Friday, July 03, 2020

What Miracle Workers Can't Do: A Donkey's Perspective



They arrive from Israel every week, with bold notices in Jewish newspapers; "evil eyes removed! only 50$. Major credit cards accepted". They are the miracle workers, Rabbis and Rebbetzins who can magically change your life. These ads are seductive, especially when you find yourself needing a change of luck; and they have a veneer of authenticity because Judaism does accept that prayer matters, and the prayers of righteous matter. But these miracle workers don't offer a sincere prayer; instead, they sell spiritual voodoo. Sadly, many chase these blessings, assured by anecdotes and advertising.

 

This desire to gain control of God's plan is an old one; and a lengthy section of the Torah, Parshat Balak, is devoted to rebutting this primitive theology, the belief that God can be bought off with a few sacrifices or mystically rewritten Ketubah. In Parshat Balak, a powerful seer, Bilaam, is asked to curse Israel, in hope of defeating them. In turn, as much as Bilaam desires to curse Israel, he cannot. Even though "whom he blesses is blessed, and whom he curses is cursed", Bilaam still finds himself unable to do anything but bless Israel. The lesson is simple: man cannot control God. Man cannot dictate to God who to bless and curse.

 

This lesson is woven into one of the literary themes of the parsha. There is an enormous amount of animal imagery. We names that evoke animal life: Balak the son of Tzippor ("bird") Bilaam the son of beor (sounds like "livestock"). We have imagery of an ox licking up the grass of the field, and the image of covering the face of the earth (like locusts - cf. Exodus 10:4). And above all, we have Bilaam's donkey. This is no ordinary donkey; Bilaam's donkey is a talking donkey.

 

The donkey refuses to listen to Bilaam. Bilaam whips the donkey, hoping to beat it into submission, but the donkey freezes. Eventually, the donkey speaks, and tells Bilaam that it had always been loyal; but this time, the donkey was answering to a higher authority: God.

 

The message of the animal theme and the talking donkey is this: we expect animals to accept human authority. Humans are given control over all living beings, able to "have dominion over the fish of the sea, and over the fowl of the air, and over every living thing that creepeth upon the earth." (Genesis 1:28). We expect animals to follow our orders. We don’t expect animals to lead.

 

“The ox knows his owner, and the donkey his owner’s trough”.(Isaiah 1:3). The animal imagery in our Parsha emphasizes that the animal has a subordinate status, one we expect it to play. But man needs to understand that he has a similar role to play, to be loyal to God, rather than trying to manipulate God to follow his own wishes. Bilaam tries to “lead” God, to decide who gets blessed and who gets cursed. The donkey’s lesson is this: humans are meant to serve their own master, God,  as well the donkey serves his. (Parenthetically, another character in the Bible, who wakes early to saddle his donkey, Avraham, does so in order to loyally follow God’s order, not to defy them).

 

The miracle working “Rabbis” who advertise cures are hucksters, pure and simple.
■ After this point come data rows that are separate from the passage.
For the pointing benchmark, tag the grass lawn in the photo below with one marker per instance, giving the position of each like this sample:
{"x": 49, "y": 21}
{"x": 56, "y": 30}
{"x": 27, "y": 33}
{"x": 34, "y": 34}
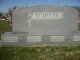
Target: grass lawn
{"x": 40, "y": 53}
{"x": 4, "y": 27}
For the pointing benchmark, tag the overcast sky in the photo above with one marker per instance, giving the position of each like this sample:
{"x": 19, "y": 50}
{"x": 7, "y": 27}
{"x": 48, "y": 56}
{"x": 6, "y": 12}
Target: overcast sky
{"x": 5, "y": 4}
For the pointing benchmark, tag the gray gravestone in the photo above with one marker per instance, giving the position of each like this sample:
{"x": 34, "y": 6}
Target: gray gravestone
{"x": 44, "y": 24}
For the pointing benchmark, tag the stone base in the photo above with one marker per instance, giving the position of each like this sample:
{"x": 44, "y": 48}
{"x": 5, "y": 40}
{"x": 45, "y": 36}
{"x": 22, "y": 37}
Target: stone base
{"x": 10, "y": 38}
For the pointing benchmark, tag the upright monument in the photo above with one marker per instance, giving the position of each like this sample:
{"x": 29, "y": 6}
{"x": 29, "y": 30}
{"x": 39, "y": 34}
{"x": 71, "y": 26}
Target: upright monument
{"x": 43, "y": 24}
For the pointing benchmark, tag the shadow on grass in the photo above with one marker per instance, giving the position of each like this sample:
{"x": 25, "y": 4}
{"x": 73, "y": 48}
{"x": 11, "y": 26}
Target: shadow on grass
{"x": 40, "y": 53}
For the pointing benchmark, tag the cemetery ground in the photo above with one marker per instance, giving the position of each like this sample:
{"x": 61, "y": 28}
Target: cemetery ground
{"x": 37, "y": 52}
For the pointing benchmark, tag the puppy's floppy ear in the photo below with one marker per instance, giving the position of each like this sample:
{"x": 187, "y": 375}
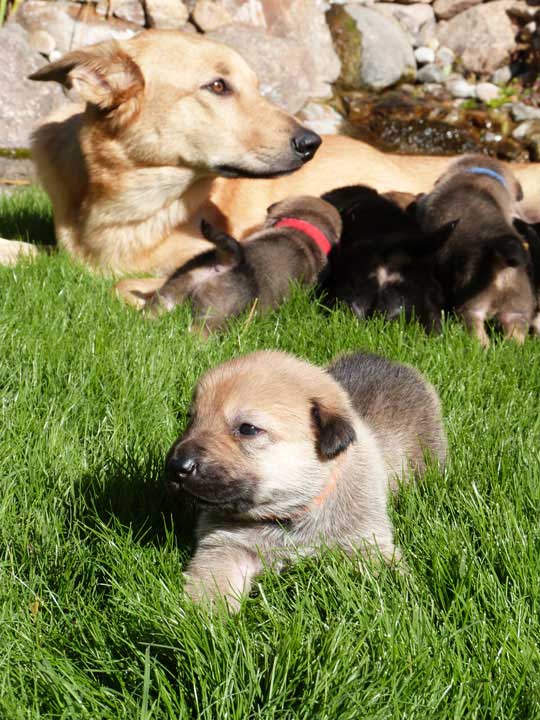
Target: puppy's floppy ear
{"x": 333, "y": 430}
{"x": 103, "y": 74}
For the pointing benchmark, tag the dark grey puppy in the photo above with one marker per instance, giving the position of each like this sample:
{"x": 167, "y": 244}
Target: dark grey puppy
{"x": 283, "y": 457}
{"x": 484, "y": 266}
{"x": 293, "y": 245}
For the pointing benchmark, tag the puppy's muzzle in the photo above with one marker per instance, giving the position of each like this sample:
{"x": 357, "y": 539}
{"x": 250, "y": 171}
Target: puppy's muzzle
{"x": 305, "y": 144}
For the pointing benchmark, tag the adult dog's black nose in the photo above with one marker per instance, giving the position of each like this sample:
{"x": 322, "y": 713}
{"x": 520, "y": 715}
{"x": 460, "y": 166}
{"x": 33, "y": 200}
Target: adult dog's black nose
{"x": 180, "y": 467}
{"x": 305, "y": 144}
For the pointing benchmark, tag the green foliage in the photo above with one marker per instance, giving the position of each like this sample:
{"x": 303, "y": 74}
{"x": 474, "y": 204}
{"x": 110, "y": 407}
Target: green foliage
{"x": 93, "y": 621}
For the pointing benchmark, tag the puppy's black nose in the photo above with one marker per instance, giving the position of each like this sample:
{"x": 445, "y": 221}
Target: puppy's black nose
{"x": 305, "y": 144}
{"x": 182, "y": 466}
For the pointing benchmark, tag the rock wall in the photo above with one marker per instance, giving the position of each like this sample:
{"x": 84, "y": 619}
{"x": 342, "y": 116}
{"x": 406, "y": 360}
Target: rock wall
{"x": 303, "y": 50}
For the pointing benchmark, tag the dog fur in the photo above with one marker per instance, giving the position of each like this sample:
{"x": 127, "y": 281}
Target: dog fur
{"x": 225, "y": 281}
{"x": 484, "y": 266}
{"x": 282, "y": 457}
{"x": 131, "y": 175}
{"x": 165, "y": 112}
{"x": 385, "y": 263}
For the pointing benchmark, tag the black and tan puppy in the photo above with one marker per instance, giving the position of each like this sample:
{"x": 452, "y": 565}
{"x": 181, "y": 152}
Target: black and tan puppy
{"x": 293, "y": 245}
{"x": 282, "y": 457}
{"x": 385, "y": 262}
{"x": 485, "y": 266}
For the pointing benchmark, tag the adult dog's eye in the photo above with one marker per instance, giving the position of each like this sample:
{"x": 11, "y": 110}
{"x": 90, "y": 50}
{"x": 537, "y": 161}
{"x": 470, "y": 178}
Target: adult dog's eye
{"x": 219, "y": 87}
{"x": 248, "y": 430}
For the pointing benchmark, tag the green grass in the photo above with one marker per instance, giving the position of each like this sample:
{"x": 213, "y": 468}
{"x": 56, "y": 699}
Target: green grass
{"x": 93, "y": 621}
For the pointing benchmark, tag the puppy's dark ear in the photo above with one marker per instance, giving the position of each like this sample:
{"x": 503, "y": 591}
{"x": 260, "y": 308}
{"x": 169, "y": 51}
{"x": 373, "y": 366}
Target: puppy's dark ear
{"x": 333, "y": 431}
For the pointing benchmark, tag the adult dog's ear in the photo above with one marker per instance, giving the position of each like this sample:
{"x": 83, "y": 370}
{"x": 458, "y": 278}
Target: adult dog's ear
{"x": 334, "y": 431}
{"x": 103, "y": 75}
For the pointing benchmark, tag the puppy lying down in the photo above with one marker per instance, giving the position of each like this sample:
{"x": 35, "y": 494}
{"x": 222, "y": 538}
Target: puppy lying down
{"x": 293, "y": 245}
{"x": 282, "y": 457}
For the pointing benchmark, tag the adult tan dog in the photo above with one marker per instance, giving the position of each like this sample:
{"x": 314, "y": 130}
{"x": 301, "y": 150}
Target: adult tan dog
{"x": 282, "y": 457}
{"x": 131, "y": 174}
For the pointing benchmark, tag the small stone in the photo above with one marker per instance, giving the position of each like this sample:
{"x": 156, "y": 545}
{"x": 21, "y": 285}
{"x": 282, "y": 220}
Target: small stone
{"x": 502, "y": 76}
{"x": 461, "y": 88}
{"x": 424, "y": 55}
{"x": 322, "y": 119}
{"x": 526, "y": 129}
{"x": 444, "y": 56}
{"x": 166, "y": 14}
{"x": 520, "y": 112}
{"x": 42, "y": 41}
{"x": 487, "y": 92}
{"x": 209, "y": 15}
{"x": 430, "y": 74}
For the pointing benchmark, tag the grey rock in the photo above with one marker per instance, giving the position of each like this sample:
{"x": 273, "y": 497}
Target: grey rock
{"x": 487, "y": 92}
{"x": 446, "y": 9}
{"x": 320, "y": 118}
{"x": 210, "y": 15}
{"x": 430, "y": 73}
{"x": 70, "y": 24}
{"x": 424, "y": 55}
{"x": 520, "y": 111}
{"x": 24, "y": 102}
{"x": 300, "y": 20}
{"x": 502, "y": 76}
{"x": 130, "y": 10}
{"x": 166, "y": 14}
{"x": 280, "y": 63}
{"x": 526, "y": 129}
{"x": 387, "y": 55}
{"x": 460, "y": 88}
{"x": 483, "y": 36}
{"x": 444, "y": 56}
{"x": 42, "y": 41}
{"x": 418, "y": 20}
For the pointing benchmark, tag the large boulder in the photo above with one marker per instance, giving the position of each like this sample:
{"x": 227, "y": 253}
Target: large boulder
{"x": 418, "y": 20}
{"x": 374, "y": 49}
{"x": 24, "y": 102}
{"x": 72, "y": 25}
{"x": 280, "y": 63}
{"x": 446, "y": 9}
{"x": 482, "y": 36}
{"x": 300, "y": 20}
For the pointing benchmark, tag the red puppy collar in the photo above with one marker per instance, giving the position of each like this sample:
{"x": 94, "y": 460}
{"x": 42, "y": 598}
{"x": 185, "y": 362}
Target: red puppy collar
{"x": 318, "y": 237}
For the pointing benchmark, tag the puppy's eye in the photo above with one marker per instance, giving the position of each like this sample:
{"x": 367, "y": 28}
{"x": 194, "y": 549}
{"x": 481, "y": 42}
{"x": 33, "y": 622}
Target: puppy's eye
{"x": 248, "y": 430}
{"x": 219, "y": 86}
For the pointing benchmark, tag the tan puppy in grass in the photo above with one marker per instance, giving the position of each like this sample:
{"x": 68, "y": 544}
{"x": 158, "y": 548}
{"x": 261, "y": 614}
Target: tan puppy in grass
{"x": 132, "y": 173}
{"x": 282, "y": 457}
{"x": 294, "y": 244}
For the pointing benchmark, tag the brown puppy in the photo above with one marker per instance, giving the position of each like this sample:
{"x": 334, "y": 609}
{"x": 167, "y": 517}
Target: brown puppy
{"x": 131, "y": 175}
{"x": 484, "y": 266}
{"x": 282, "y": 457}
{"x": 293, "y": 245}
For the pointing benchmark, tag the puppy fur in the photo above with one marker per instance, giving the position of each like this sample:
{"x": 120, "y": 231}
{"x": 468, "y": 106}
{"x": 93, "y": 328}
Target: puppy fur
{"x": 484, "y": 264}
{"x": 385, "y": 262}
{"x": 223, "y": 282}
{"x": 282, "y": 457}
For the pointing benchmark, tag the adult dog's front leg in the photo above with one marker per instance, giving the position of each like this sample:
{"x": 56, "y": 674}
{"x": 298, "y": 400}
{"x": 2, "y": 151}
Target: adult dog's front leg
{"x": 12, "y": 250}
{"x": 225, "y": 572}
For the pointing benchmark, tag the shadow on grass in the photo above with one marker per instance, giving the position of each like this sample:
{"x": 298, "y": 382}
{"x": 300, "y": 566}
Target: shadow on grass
{"x": 131, "y": 492}
{"x": 26, "y": 215}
But even worse than their deception is the upside down theology they offer. They tell their supplicants that God might ignore them, but that a small fee, the Rabbi can get God to “change” His mind. This is exactly what Bilaam said, and it is an inversion of what Judaism is all about. in the end, the donkey teaches us the fundamental lesson of Judaism: We are here to serve God, not to have God serve us.